でもイリはぜんぜん気にしていない風で、私に耳打ちする。
「俺が信用出来なくても、モアディはどうだ? 学園にくる魔法師にでも名前を出して聞いたらいい」
ここまで言うからには。モアディさんは本当に魔法師なのだろう。
身分が確かなら信用できる。
「この先に、『ハイロー』という古物商がある」
「えっ!?」
まさかイリの口から、キリカのお父さんの店の名前が出てくるとは思わなかった。
「あそこを俺たちの窓口にすればいい。モアディの名前を出せば、言伝をしてくれるだろう」
怪しさは残るものの、店は私も訪れたこともあるしキリカに会いにという理由があれば、誰も怪しまないだろう。
「どういうつもりですか? イリ……」
「別に。面白そうじゃん。お前だって、知りたいだろ?」
「…………」
モアディさんが黙ってしまったので、それを肯定と取ったのかイリはうんうんとなににだか相槌を打つ。

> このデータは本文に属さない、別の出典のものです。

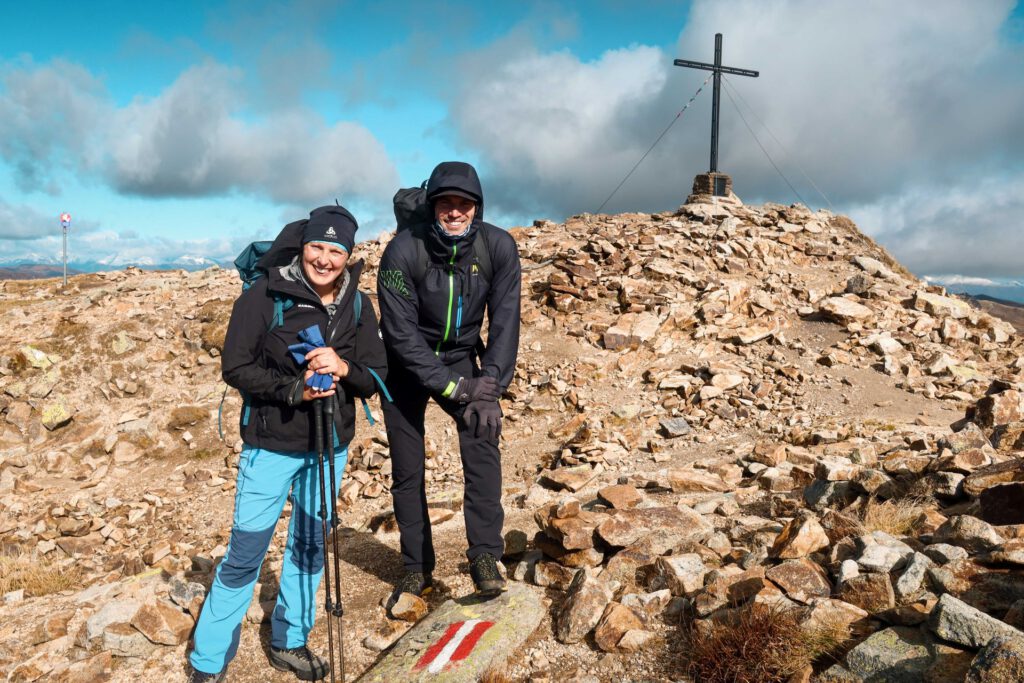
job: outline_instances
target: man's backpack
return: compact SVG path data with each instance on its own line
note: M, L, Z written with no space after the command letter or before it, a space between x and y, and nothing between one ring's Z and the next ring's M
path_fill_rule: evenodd
M427 202L426 180L419 187L406 187L396 192L393 204L398 232L409 230L415 225L429 225L434 221L430 203Z
M273 246L271 241L259 241L252 242L235 258L235 269L238 271L238 277L242 280L242 291L246 291L251 288L256 281L261 277L266 276L266 271L259 267L259 261L263 258L263 255L270 251ZM366 294L360 290L356 290L355 301L352 303L353 317L355 318L355 325L358 329L363 324L363 299ZM267 331L273 330L275 327L282 327L284 325L284 314L285 311L289 310L295 305L295 302L288 297L281 297L274 294L274 313L270 318L270 326L267 327ZM387 386L384 384L384 380L380 378L373 368L366 368L370 374L373 375L373 379L377 382L380 387L381 393L388 401L391 401L391 394L388 392ZM220 440L224 440L224 426L223 426L223 412L224 412L224 399L227 397L228 387L224 387L224 393L220 397L220 406L217 408L217 433L220 435ZM249 401L249 396L245 392L239 392L242 395L242 426L246 427L249 425L249 414L252 411L252 406ZM375 424L373 415L370 413L370 406L367 404L366 399L360 397L363 403L363 410L366 412L366 419L370 421L370 424Z

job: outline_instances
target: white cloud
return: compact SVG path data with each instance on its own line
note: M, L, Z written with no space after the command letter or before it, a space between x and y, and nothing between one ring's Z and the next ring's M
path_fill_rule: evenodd
M366 212L353 209L356 216ZM286 211L281 224L304 215L303 210ZM359 242L372 239L382 228L368 220L356 234L355 256ZM8 227L10 226L10 227ZM76 220L69 233L68 261L79 267L102 264L109 267L126 265L170 265L202 267L208 263L230 263L250 242L274 239L277 230L251 229L211 230L218 236L199 239L178 239L170 235L153 235L133 229L100 228L93 221ZM31 207L12 206L0 199L0 240L9 240L0 253L4 263L60 263L61 231L56 216L43 216Z
M652 47L580 62L501 45L467 58L450 115L487 162L485 194L505 210L582 207L636 160L634 114L665 86L665 55Z
M910 188L844 211L915 273L1012 278L1024 270L1024 172Z
M68 263L84 268L97 265L110 268L126 265L202 267L233 260L250 241L251 237L241 235L179 240L140 236L133 231L73 231L68 239ZM0 264L61 262L63 247L59 230L56 234L50 231L35 235L31 240L12 241L9 247L5 248Z
M260 118L246 109L241 75L207 63L157 97L118 107L82 67L8 65L0 157L26 190L52 190L70 169L152 197L240 192L310 205L390 196L397 171L364 126L327 123L299 105Z
M884 0L699 2L678 49L710 61L721 31L725 63L761 72L729 80L788 150L786 158L750 121L789 162L791 181L799 164L833 201L864 201L1020 159L1024 52L1000 37L1012 8L1010 0L935 2L927 11ZM722 167L740 195L792 199L724 93L722 106ZM806 182L797 187L821 202Z
M74 221L75 234L96 229L94 221ZM0 197L0 240L30 241L61 234L57 214L46 215L26 204L11 204Z
M29 206L15 206L0 199L0 239L34 240L59 225Z
M1009 283L996 282L987 277L969 275L925 275L924 281L935 285L978 285L980 287L1012 287Z
M247 241L239 237L198 240L130 237L104 230L76 240L71 258L76 261L98 261L109 266L172 263L186 266L203 259L230 260L241 251L244 242Z
M57 172L92 166L109 104L102 83L60 59L0 63L0 158L25 191L57 191Z

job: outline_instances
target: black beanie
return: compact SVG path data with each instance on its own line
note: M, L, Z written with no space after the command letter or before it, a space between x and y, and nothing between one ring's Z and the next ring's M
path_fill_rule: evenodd
M327 242L337 244L348 253L356 243L359 224L343 206L321 206L309 212L309 222L302 230L302 244Z

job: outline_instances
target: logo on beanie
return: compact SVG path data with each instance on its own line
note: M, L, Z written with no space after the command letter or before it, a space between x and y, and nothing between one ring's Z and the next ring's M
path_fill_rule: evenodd
M324 237L337 237L338 233L334 232L334 226L328 225L327 232L324 233Z

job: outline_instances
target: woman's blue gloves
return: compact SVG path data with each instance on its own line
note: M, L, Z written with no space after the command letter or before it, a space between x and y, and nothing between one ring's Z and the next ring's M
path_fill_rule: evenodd
M292 358L300 366L306 364L306 354L313 349L318 349L321 346L326 346L324 342L324 335L320 332L319 325L310 325L302 332L299 332L298 344L292 344L288 347L288 351L292 354ZM321 375L318 372L314 372L309 379L306 380L306 385L316 389L317 391L327 391L331 388L331 383L334 379L329 375Z

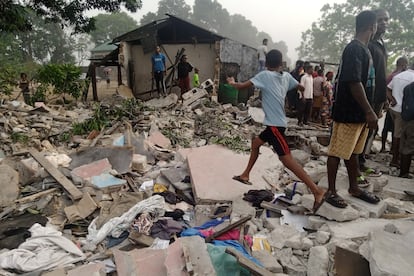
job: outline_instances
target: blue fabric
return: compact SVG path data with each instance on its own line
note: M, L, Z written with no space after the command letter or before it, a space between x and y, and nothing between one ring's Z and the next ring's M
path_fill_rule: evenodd
M262 106L266 126L287 127L285 97L288 90L295 88L298 81L288 72L265 70L250 81L262 91Z
M152 66L154 72L163 72L165 71L165 56L163 53L153 54L151 57Z
M229 218L230 217L227 216L227 217L223 217L222 219L213 219L213 220L209 220L209 221L205 222L201 226L188 228L188 229L181 232L181 237L200 236L202 238L205 238L205 236L203 234L201 234L200 231L198 231L198 230L204 230L204 229L208 229L210 227L215 227L215 226L223 223L224 220L229 219Z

「わかりました。いったんこの話を持ち帰ります。後日連絡を取りましょう」
このあと、キリカの家に行く予定のことは伏せておいた。
信頼したいけれど、いろいろ手の内は明かさない方がいい。
貴族ぽくないと言われても。
「ところで、ここの料理って持ち帰りも用意してくれるかしら?」
私の大好きなものをいっぱい作ってくれた料理長は、もういないのだから。